Hi Alexey @jlx_music , Thank you. I used a really long reverb on a couple of the percussion tracks hoping to give it a “far away” sound. Then the whole piece uses a Big String Reverb 2.4. I usually stay with a small Plate reverb.

You’re right about the WW reverb. The Spitfire Studio Strings are dry. These are some of the things I’m still working on. Trying to hear the difference in reverbs, compression and also loudness. I didn’t spend a lot of time metering the piece (sort of ran out of time) other than to make sure nothing was clipping and it sounded the way I was hearing it.

I used the high WWs not just because I play them :slightly_smiling_face: I wanted the high trills and whole tone scale to add to the confusion of trying to escape the pit of hell and work the tri-tone C#-G into the fairly simple g min melodic material & harmony.

Thank you for taking the time to go through this. All of this is very useful. I’m finding I’m hearing these things better than a year ago, but I still have a way to go.

All the best,

Fran

2 Likes

I really like the ominous feel to it. It feels as if one is running through a dangerous, creepy forest trying to avoid the goblins. But there is a bit of clipping throughout.

1 Like

Hi John @jphturtle Thanks. One of the things I’m working on now is loudness. I didn’t put anything on the Master except for reverb (that I’ve now turned down a little) until I got the parts where I wanted on the mixing board.

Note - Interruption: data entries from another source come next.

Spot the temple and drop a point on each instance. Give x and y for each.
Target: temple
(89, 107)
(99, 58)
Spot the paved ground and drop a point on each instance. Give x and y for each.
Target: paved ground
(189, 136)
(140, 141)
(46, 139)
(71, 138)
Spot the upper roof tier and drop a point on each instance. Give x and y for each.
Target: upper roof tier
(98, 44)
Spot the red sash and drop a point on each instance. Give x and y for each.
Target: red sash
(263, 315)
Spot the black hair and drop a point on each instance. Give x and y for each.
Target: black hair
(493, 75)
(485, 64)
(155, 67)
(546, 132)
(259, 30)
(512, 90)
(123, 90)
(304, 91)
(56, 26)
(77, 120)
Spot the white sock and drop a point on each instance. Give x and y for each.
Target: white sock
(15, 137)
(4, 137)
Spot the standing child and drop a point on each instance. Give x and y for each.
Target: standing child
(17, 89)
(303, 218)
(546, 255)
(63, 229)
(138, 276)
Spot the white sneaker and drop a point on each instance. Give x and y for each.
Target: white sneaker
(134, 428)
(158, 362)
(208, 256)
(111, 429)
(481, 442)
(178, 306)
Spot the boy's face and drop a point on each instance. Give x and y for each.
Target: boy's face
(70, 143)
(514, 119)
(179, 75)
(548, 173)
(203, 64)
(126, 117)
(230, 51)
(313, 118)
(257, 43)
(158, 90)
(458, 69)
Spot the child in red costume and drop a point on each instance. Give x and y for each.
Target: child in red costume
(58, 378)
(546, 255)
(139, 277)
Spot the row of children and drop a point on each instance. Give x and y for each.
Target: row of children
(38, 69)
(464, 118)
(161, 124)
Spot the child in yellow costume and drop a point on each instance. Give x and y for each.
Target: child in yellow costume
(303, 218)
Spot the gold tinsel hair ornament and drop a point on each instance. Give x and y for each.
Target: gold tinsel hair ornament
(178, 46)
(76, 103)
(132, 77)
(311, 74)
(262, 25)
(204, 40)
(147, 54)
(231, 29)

One of my issues is knowing what’s loud enough for digital, or any, playback. On the Master I put the Adaptive Limiter last before the Multimeter. The Out Ceiling is -1. I had the Gain up to 8. I think that was one of the issues. I’ve turned it down to 4.9. Should have spent more time with the meter.

Any Mastering tips are most welcome.

Best,

Fran

1 Like

I personally would not put reverb for mastering a song. I would not put to much reverb on the percussion. It sounds wooshy. I would use reverb on the bus channels, but only a bit to enhance the sound - you can not hear it. For mastering I use EQ and compression.
This is my opinion. But I like your song.

Greetings
Klaus Ferretti

1 Like

Thank you Klaus. I’m going to revisit the reverb. I’m beginning to hear the difference. It’s taking a while. :slightly_smiling_face:

Really good composition - a lot going on in the middle section and intro has fantastic mood. Definitely watch for clipping - you can alway put a limiter on things like your drum bus and stuff that has large quick transients just to control things and always try and gain stage tracks - keep an eye on things especially if you use analog modelling plugins as these can really make things hot - try to put no more than -18db input into them if you can as that is roughly equivalent to 0 on VU meter. you can’t input them hot in a digital domain like you can with analog hardware.

1 Like

i like your composition, but as the other said there is a too many reverb, it is not used to add more, some library has alreday reverb on their sound, just add a little to add some deep but not too much
good job on the two part of your composition it bring variation and different ambiance but stay in the dark

1 Like

Hi, Thanks Phil. I tried to make all of the adjustments in the mix and stay off the Master. I’ve revisited this one, cut back on the reverb and added a multipressor & adaptive limiter to the Master. I’ll go back and take a look at your suggestions. Still a lot to learn.